Contemporary Theater offers delightful "Rosencrantz and Guildenstern"

Fifty years ago, Tom Stoppard dug up two minor characters from Hamlet and gave them a full-length spotlight. His play, Rosencrantz and Guildenstern Are Dead, is a masterpiece, and the Contemporary Theater Company has mounted a brilliant, agile production that matches the linguistic sparkle of Stoppard — and Shakespeare. Do yourself a favor, and go see it this weekend.

We first see Ros and Guil (as theatre folk sometimes refer to the characters) flipping a coin which always comes up heads. It's a deft introduction of one of the play's core themes, the challenge of living within a determined universe, inscribed either by a numinous playwright or the laws of nature. The action — which pinballs across genres like a mashup of Noises Off and Waiting for Godot — threads moments of Ros and Guil's contemplation of their predicament into and out of the action of Hamlet in what is by turns absurdist, farcical, and deeply introspective. It's a complex, multi-layered script.

The gender-blind cast is up to the challenge. Rebecca Magnotta's Rosencrantz has an endearing naivete that offers a perfect foil for Laura Kennedy's earnest, troubled Guildenstern. The pair's chemistry is deeply human, their presence powerful, and their rapid-fire interactions are a delight. The two carry the full weight of the two-plus-hour show, and they make it look effortless. These are two standout performances.

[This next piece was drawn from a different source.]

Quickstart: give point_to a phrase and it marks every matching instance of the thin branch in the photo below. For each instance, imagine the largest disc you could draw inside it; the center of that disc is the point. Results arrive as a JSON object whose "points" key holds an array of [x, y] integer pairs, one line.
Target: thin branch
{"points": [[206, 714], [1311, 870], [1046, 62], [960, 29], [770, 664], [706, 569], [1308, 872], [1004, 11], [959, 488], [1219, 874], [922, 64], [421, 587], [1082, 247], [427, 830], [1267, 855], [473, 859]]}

And the supporting cast provides uniformly wonderful, nuanced moments that wrap around Ros and Guil. Valerie Tarantino's turn as the lead player in the wandering group of actors is a precisely served feast of earthy world-weariness. Tammy Brown is such a good Hamlet that I found myself wanting to see her in that role for real. She has long been one of the stars of the CTC, and she offers a deep, wry Hamlet who crackles in her scenes with the hapless duo.

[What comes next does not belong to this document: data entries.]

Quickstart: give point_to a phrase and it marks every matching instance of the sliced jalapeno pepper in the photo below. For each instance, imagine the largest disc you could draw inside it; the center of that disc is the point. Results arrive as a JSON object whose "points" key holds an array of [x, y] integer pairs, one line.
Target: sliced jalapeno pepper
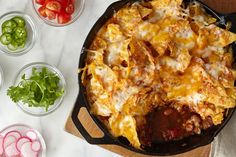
{"points": [[9, 23], [19, 21], [12, 46], [6, 38], [7, 30], [20, 41], [21, 46], [20, 32]]}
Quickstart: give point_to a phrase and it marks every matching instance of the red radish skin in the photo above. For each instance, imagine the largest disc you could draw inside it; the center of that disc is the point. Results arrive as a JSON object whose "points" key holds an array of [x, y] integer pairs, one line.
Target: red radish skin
{"points": [[32, 135], [1, 145], [21, 141], [26, 150], [14, 133], [11, 150], [36, 146]]}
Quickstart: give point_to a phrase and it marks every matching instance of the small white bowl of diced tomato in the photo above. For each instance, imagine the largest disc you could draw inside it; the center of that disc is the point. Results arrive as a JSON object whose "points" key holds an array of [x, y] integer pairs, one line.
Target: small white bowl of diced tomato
{"points": [[58, 12]]}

The stage is a long, linear thrust, which works exceedingly well both thematically and in making use of the CTC's space, lighting is crisp and effective, and the costuming is richly detailed.

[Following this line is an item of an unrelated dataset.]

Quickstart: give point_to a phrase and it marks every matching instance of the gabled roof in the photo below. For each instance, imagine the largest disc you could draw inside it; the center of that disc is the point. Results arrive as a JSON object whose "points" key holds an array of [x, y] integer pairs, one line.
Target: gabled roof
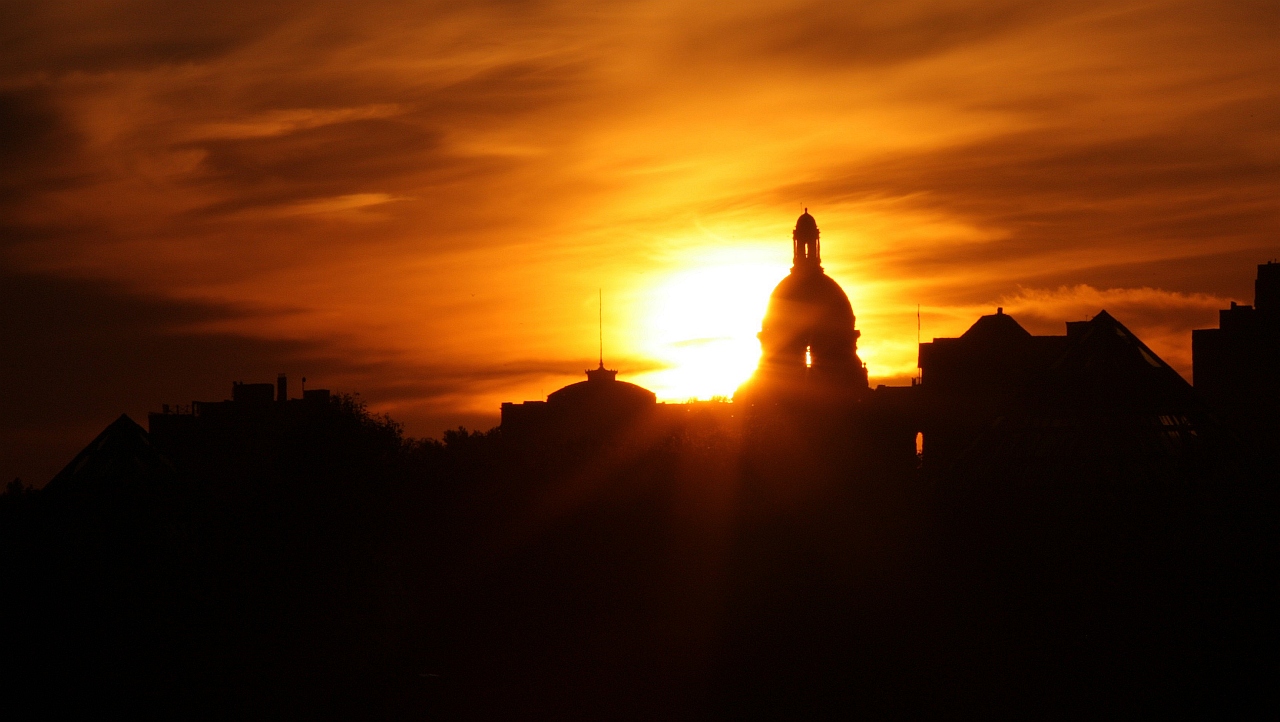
{"points": [[1107, 368], [119, 457], [995, 328], [1107, 406]]}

Christopher Simpson's direction is stellar. He clearly understands the core of this show — no mean feat, given Stoppard's complexities — and has coached performances that illuminate the deep themes of autonomy, helplessness, and the possibilities of individual action in an incomprehensible world. His staging demonstrates a s ure command of theatrical conventions and the possibilities of space. And, most importantly, his precise focus on the lived reality of Ros and Guil keeps this from being just "absurdist," in some narrowly academic sense; we learn to care about this pair, we connect with and mourn them, and in so doing, we learn something about our own human predicament.